For a moment, as you walk in the door of a new place you've only heard a little about, it's hard to know what to expect - the menu, the seating, the ambience are momentarily all in the air. That's why we were taken off guard as we walked into Chow Chocolat, which sits within visual distance of Shea's in downtown Buffalo, discovering that it wasn't as much a dessert-focused restaurant as a coffee shop with a selection of chocolate candies. We weren't even sure what to order. So we asked behind the counter for advice.
The gentleman pointed us towards a small display window with individual, dainty pieces of chocolate inside, most of them stacked and labeled with paper. There were the expected options - one a rectangle of caramel, one a rounded square of milk chocolate, another a rounded square of dark chocolate. Then there were the modest surprises, one a brown, almost red ball-shaped truffle of cognac, another a rounded square called Jasmine tea. And finally, there was a light brown square marked with gingerbread men. We passed only on pieces marked Grand Marnier; the orange liqueur has never done anything for us.

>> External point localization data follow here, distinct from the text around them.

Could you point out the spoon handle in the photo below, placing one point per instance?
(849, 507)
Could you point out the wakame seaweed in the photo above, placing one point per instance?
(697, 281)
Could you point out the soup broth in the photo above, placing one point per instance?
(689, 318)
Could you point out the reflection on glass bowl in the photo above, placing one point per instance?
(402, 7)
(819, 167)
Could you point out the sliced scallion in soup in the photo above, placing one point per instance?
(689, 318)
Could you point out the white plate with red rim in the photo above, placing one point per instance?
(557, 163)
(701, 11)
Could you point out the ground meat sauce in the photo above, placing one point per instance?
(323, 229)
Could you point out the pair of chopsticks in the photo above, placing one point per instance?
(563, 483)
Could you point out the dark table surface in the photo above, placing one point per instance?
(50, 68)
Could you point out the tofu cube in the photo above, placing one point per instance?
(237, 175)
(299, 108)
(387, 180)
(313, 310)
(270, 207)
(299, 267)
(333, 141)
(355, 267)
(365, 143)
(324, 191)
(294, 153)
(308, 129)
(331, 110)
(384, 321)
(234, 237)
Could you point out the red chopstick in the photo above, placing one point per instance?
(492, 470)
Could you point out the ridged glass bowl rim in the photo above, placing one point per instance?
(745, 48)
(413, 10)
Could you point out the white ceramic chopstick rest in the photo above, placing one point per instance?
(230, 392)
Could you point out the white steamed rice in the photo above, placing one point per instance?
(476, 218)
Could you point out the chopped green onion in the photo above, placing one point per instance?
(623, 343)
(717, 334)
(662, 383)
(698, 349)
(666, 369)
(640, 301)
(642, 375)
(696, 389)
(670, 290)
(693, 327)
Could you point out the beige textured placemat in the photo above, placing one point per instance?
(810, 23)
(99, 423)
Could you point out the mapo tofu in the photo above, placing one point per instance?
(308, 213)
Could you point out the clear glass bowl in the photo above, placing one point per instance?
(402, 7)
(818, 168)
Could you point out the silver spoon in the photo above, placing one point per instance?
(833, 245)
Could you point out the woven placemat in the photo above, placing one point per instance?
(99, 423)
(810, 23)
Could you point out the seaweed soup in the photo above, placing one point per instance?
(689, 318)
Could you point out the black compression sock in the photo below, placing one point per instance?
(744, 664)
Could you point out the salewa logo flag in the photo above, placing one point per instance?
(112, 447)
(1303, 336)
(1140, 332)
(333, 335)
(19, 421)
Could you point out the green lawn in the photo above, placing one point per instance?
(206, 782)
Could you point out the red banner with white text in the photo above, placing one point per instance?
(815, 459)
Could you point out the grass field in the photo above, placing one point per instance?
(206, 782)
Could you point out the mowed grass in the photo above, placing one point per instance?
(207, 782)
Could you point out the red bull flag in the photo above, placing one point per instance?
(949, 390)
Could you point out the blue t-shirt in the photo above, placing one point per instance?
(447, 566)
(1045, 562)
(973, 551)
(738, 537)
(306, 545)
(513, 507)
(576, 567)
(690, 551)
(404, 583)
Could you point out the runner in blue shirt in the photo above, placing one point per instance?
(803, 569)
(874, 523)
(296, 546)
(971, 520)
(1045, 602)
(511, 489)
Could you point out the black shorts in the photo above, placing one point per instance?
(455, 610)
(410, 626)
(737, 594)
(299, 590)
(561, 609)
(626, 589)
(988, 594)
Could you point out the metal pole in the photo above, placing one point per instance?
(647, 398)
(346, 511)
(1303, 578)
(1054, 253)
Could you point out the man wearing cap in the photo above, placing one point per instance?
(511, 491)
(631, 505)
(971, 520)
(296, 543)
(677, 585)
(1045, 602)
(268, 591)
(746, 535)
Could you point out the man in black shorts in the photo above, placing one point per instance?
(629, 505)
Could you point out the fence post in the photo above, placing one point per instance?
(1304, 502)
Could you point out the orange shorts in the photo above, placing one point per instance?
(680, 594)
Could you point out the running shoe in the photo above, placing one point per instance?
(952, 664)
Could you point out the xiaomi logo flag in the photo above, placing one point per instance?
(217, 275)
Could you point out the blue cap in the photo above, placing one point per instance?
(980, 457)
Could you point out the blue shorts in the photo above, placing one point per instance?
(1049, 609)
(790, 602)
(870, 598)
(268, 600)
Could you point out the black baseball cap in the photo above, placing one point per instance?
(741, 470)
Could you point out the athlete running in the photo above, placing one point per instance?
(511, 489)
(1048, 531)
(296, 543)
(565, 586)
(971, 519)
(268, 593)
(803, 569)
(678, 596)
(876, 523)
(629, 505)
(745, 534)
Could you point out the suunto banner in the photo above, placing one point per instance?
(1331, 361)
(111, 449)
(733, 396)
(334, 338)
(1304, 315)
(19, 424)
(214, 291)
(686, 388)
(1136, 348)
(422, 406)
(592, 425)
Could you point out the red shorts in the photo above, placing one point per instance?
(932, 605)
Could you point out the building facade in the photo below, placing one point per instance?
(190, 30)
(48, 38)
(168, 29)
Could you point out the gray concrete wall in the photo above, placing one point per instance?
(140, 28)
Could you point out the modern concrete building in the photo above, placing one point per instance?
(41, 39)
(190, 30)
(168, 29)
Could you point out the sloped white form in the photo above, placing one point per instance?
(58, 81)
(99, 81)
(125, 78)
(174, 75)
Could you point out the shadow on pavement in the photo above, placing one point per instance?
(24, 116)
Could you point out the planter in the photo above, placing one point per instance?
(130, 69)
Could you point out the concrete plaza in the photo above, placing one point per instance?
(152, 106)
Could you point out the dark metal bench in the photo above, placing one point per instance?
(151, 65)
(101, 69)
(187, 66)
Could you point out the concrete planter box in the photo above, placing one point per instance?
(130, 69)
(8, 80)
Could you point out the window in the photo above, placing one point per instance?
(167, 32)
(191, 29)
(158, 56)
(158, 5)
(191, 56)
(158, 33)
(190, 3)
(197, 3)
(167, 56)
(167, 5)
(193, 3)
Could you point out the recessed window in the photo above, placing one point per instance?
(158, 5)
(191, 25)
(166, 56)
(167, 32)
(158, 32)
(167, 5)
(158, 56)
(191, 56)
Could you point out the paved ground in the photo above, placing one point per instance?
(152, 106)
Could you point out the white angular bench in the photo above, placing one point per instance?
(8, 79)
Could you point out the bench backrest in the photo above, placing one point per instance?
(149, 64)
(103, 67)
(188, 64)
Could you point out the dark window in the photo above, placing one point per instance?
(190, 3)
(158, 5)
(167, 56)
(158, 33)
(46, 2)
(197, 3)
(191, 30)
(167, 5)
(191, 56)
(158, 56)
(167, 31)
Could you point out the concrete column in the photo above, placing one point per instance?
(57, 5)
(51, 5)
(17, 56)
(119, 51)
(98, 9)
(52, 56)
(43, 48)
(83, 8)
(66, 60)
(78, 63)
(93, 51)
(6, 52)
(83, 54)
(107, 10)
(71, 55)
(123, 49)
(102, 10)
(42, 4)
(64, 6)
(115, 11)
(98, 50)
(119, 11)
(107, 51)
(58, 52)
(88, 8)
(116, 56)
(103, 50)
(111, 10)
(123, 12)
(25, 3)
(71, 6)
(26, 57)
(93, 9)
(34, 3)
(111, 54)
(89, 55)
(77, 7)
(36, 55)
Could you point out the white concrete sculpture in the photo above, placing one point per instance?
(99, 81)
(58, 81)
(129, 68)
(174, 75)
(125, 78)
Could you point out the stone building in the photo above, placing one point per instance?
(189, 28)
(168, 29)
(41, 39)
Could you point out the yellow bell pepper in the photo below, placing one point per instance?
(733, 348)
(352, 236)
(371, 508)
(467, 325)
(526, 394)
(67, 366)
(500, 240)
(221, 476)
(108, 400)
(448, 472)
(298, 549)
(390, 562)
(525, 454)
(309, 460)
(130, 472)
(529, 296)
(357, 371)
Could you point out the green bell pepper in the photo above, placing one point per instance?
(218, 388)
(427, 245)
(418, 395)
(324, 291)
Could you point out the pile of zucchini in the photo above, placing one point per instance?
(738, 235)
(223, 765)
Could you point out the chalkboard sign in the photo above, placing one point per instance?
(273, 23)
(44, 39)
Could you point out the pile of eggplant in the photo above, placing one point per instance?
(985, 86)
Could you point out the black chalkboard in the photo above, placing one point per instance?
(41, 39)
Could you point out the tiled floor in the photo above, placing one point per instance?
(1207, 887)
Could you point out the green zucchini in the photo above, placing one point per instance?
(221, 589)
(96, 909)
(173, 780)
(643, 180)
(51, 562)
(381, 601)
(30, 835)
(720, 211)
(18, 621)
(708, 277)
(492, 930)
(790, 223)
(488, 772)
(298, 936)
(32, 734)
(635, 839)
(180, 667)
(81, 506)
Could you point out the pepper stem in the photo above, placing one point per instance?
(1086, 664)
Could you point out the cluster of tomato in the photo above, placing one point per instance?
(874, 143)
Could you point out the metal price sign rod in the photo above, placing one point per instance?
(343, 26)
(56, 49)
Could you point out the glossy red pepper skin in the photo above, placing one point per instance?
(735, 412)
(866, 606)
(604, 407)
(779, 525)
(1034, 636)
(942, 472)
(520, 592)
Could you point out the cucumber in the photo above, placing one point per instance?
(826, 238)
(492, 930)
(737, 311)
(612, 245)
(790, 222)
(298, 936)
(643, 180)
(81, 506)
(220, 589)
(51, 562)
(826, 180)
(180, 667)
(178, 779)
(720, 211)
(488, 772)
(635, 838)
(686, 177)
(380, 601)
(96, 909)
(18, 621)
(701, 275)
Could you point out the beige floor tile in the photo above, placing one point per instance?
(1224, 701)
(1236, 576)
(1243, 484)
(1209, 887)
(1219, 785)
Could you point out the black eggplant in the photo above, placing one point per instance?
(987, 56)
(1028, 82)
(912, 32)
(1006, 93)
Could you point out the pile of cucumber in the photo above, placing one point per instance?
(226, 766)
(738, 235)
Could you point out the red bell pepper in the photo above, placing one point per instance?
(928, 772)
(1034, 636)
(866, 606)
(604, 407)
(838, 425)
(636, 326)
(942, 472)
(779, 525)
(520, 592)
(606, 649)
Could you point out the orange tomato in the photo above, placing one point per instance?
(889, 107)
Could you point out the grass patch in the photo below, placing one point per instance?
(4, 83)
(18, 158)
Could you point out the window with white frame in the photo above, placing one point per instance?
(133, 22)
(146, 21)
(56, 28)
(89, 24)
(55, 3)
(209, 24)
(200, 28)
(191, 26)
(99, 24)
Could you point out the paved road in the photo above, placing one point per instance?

Our first pass through the chocolates, sold for $1.39 each, wasn't exactly a revelation, but it was powerful. These chocolates were obviously the products of caring attention; the delicious caramel was topped with sea salt, forcing your tongue to trade flavors and appreciate the true sweetness of both the chewy center and its thinner chocolate body. Other chocolates were more decoratively marked, snowflakes atop the milk and dark, leaves above the Jasmine, and each had a softer, even tastier ganache center than its outside.
We weren't blown away by the cognac ball. But we really liked the Jasmine piece, which somehow managed to precisely fuse the delicate essence of the Chinese tea with a mild chocolate. And we loved - seriously, loved - the gingerbread piece. The outside was plain white chocolate, the inside a nutmeg and ginger ganache, surpassing the Jasmine's similarly unexpected fusion of flavors. For a change, the most visually interesting piece was also the best tasting.
Color us impressed. Chow Chocolat wasn't a shop-and-go Watson's or Palace of Sweets. It also wasn't a half-candy, half-dessert shop like Alethea's, or a full-fledged dessert restaurant akin to Dessert Deli or Chocolate Bar. It felt like the start of something more fun, a coffee and candy shop with personality. There was live music in the place when we visited that Saturday night, art from a very talented local artist hanging on the wall, and small clusters of customers - families, other performers waiting for the open mic, and us - sitting at the place's few tables. The drink menu was a mix of coffees, hot chocolates, and tea; we sipped on the latter, strolled around to look at the art, and made another pass through the chocolates, getting extra pieces of gingerbread and a bag of the restaurant's bagged, chocolate-covered espresso beans, found on the wall with small batches of other prepackaged candies. Not surprisingly, they were good. A little expensive, but good.
Our stop at Chow Chocolat set two of us back around $20 - roughly the same that we'd spend on desserts and accompanying non-alcoholic drinks at another place, though this was a decidedly different experience: a small, sweet meal in bite-sized pieces. It wasn't what we'd expected before we walked in the door. And it seemed, based on its limited menu, a little too nascent at this stage for us to rate it as a "restaurant." But, even if it's only to pick up boxes of chocolates as gifts, we'll be back.